Boydston credits Larry Horton — the battalion chief for the department’s “C Shift” — for prompting him to pursue the career he loves.

And although there was no previous history of firefighting in Boydston’s family, his older brother, Kevin Boydston, is also a member of the BFD, serving as the battalion chief for “B Shift.”

Boydston pointed to three department highlights in the last decade — the opening of Station No. 5 on Elm Tree Road in 2005, achieving an Insurance Services Office rating of Class 2 in 2006, and the opening of Station No. 1 in 2008.

The approximately 30,000-SF building includes six engine bays and a wash bay, 15 bunkrooms, a large day room, stainless steel kitchen with a separate dining room, an 1,800-SF training room, exercise room, lobby museum and administrative offices.

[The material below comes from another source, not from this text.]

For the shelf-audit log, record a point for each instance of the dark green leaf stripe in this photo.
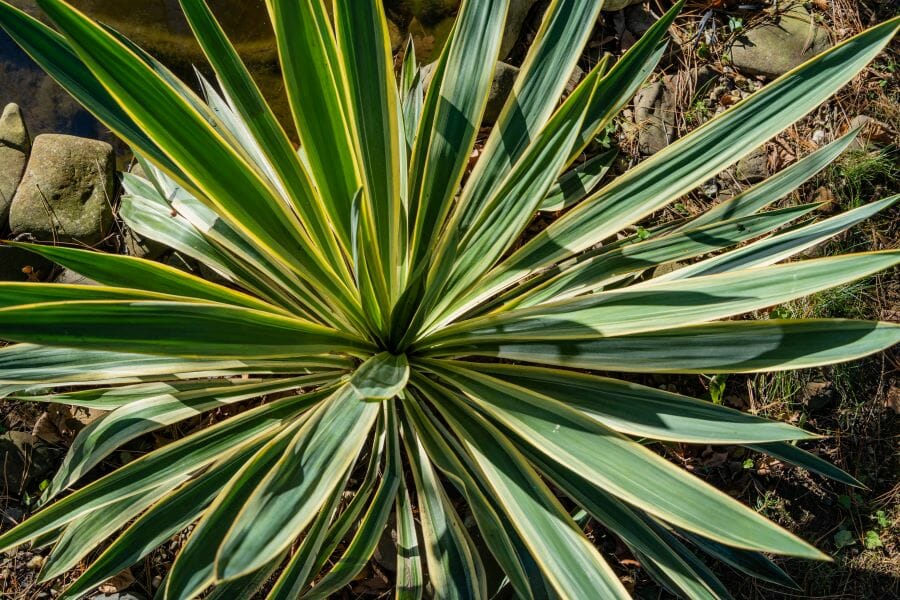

 The building at the corner of Southwest A and Eighth streets has been recognized among the best in the country, earning the 2008 Station Styles Gold Medal in the Career Stations category as presented in the November 2008 issue of Fire Chief magazine. 

Bentonville’s previous central fire station was about 9,000 SF.

“I wish you could’ve seen where we came from to where we are now,” Boydston said.

The BFD is also the only department in the state, Boydston said, to utilize the Amkus Ultimate system, a hydraulic rescue system that allows for the operation of six hydraulic rescue tools (Jaws of Life) at the same time.

Boydston said keeping up with the area’s growth will be the department’s main challenge in the coming years. Adding another substation in the developing southwest part of town is an immediate goal.

Boydston says time away from the firehouse is best spent with his wife of 23 years, Kim, and their two children.

Hannah, 14, is a freshman at Bentonville High School. Hunter, 18, is a freshman baseball player at Central Baptist College in Conway.

“He is excited to be playing baseball and we are excited to go down and watch him,” Boydston said.